First, is the residual working-class resentment / sense of superiority against intellectuals: Sanchez’ dad worked; Stewart’s didn’t because he was just a “physicist or something like that.”

Second, there is the assumption that having been raised among educated people has robbed Stewart of the ability to understand people who are not like him.

Finally comes the assumption that there are two and only two sides to everything, and that it is some sort of law of nature that the two sides are exactly equal and opposite.

Together, they form a closed mental system – I will not call it intellectual, because it sorts without evaluating – that provides poor people with the means to oppress themselves and the media with an excuse to keep hurting America.

There is nothing condescending to the credo I was taught that “all work has dignity,” although the frequent obiter dictum, “even ditch-digging,” carries both a warning against class prejudice and an assumption of one. Sanchez is the one carrying the heavy class prejudice here. Funny because, of course, it is only his own education which put him in the chair at CNN where, presumably, he felt he did some work.

Less well-educated people have probably always salved their sense of inferiority by believing that intellectuals may have knowledge, but lack common sense. Think of George Wallace and his remark about “pointy-headed intellectuals who cain’t park a bicycle straight.” But Sanchez and his ilk have transformed this relatively harmless palliative: education is no longer just a sign of possible dearth of common sense, it is now a guarantee of the inability to understand anything.

Anti-intellectualism has become widespread among uneducated people in America, and feeds right-wing foolishness. When Congressman Paul Broun says that “human induced global climate change is one of the greatest hoaxes perpetrated out of the scientific community,” uneducated people nod sagely. ‘Yes’, they say to themselves, ‘those scientists are constantly trying to hoax me, but I’m too smart for them.’

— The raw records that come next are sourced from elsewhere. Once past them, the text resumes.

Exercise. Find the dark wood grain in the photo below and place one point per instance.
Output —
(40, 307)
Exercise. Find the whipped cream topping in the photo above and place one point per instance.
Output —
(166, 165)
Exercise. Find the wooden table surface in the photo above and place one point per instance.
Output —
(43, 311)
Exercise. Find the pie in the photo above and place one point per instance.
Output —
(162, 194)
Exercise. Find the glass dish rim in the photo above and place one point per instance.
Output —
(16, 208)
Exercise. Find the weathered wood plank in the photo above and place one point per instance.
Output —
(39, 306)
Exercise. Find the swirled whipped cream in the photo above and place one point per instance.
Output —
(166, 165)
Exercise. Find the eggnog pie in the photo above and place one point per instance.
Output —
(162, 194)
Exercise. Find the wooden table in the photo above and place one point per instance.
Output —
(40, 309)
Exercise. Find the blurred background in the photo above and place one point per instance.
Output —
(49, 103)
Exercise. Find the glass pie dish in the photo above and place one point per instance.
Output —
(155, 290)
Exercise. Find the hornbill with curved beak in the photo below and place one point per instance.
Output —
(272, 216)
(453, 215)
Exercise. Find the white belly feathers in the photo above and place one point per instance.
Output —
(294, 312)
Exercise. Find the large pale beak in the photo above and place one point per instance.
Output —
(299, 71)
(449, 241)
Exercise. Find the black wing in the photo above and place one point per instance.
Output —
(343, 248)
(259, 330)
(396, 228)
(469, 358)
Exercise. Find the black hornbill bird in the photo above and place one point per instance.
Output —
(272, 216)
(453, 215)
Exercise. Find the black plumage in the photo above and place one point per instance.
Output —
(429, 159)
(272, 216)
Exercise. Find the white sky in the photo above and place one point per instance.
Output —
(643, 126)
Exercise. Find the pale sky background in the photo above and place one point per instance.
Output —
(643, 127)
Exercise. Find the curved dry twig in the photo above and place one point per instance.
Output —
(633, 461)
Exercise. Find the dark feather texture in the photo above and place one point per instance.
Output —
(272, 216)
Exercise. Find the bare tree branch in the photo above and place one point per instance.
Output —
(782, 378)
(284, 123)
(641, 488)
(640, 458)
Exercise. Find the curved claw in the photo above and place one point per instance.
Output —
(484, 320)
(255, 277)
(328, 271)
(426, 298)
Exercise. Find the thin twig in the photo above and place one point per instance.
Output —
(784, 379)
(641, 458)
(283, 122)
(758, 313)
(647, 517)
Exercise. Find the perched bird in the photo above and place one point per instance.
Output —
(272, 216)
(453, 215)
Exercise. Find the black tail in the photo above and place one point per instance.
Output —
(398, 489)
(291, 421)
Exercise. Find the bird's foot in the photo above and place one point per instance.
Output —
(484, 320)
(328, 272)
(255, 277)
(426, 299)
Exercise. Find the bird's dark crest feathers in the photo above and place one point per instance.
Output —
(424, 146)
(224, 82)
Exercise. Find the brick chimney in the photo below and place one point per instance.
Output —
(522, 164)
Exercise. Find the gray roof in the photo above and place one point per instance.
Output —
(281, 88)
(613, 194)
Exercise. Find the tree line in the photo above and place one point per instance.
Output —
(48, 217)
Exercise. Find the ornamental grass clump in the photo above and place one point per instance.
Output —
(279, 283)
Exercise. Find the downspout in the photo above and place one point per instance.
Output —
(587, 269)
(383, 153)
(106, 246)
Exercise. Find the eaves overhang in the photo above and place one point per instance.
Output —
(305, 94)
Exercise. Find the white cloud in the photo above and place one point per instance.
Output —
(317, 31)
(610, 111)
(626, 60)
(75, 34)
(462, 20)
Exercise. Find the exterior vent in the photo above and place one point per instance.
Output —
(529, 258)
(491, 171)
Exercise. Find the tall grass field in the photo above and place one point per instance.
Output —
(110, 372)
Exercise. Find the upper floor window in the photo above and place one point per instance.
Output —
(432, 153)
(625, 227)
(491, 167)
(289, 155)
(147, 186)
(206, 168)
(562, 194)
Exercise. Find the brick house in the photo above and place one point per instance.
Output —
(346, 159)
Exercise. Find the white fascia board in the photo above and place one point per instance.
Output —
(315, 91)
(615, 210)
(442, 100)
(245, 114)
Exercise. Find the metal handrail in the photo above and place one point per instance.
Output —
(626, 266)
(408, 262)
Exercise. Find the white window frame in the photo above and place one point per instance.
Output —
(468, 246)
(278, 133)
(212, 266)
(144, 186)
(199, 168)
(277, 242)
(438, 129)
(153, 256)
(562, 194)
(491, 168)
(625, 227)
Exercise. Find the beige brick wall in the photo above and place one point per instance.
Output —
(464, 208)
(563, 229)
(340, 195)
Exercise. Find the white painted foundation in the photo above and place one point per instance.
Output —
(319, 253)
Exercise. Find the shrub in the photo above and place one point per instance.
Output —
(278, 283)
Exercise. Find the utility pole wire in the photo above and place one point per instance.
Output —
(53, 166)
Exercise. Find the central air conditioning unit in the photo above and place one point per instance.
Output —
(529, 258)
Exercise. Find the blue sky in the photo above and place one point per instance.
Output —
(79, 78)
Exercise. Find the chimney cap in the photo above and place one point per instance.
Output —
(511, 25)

Sanchez and Broun exemplify the result of the commodification and professionalization of education in America. It used to be that a citizen acquired a liberal education – in any subject, whether physics or English literature – in order to learn how to understand anything and everything better, using one particular subject matter. From the ability to reproduce and measure an hypothesis under experimental conditions to analyzing and evaluating the weight of the evidence, we learned good old Anglo-American empiricism. From this ability to think, one could go on to become a better teacher, writer, business manager, administrator or journalist. In other words, education gave you the ability to ask any question and the tools with which to answer it.

Not anymore. Education is to get you a well-paid job, period. Do English lit majors get paid a lot? No? Well, then you’re stupid to study it. How about physicists? Not really? Dummy. And so, as a stupid dummy who went to college, your education actually proves that you understand less than uneducated people. The cold fact is that everyone is just out for themselves, so of course scientists – and for all I know, English lit majors – are always trying to perpetrate hoaxes which will make them rich. It’s just obvious.

Facts have become a matter of belief. ‘Some people believe the world is round, some don’t. So I guess we’ll never know.’ Journalists were always at the low end of the empirical scale: find two independent sources who say it’s so and write it up before the deadline. But now, they have fallen completely off the scale. Sanchez’ belief that, ‘If we’re gonna call one side something, we probably gotta look at the other side and say the same thing,’ expresses a belief and today’s journalistic professional credo, not a fact based in anything beyond faith. He wants to succeed as a journalist. He doesn’t give a damn about keeping citizens informed of their interests in a democratic republic. All that’s cool with his fellow journalists. He just should have left the Jews out of it.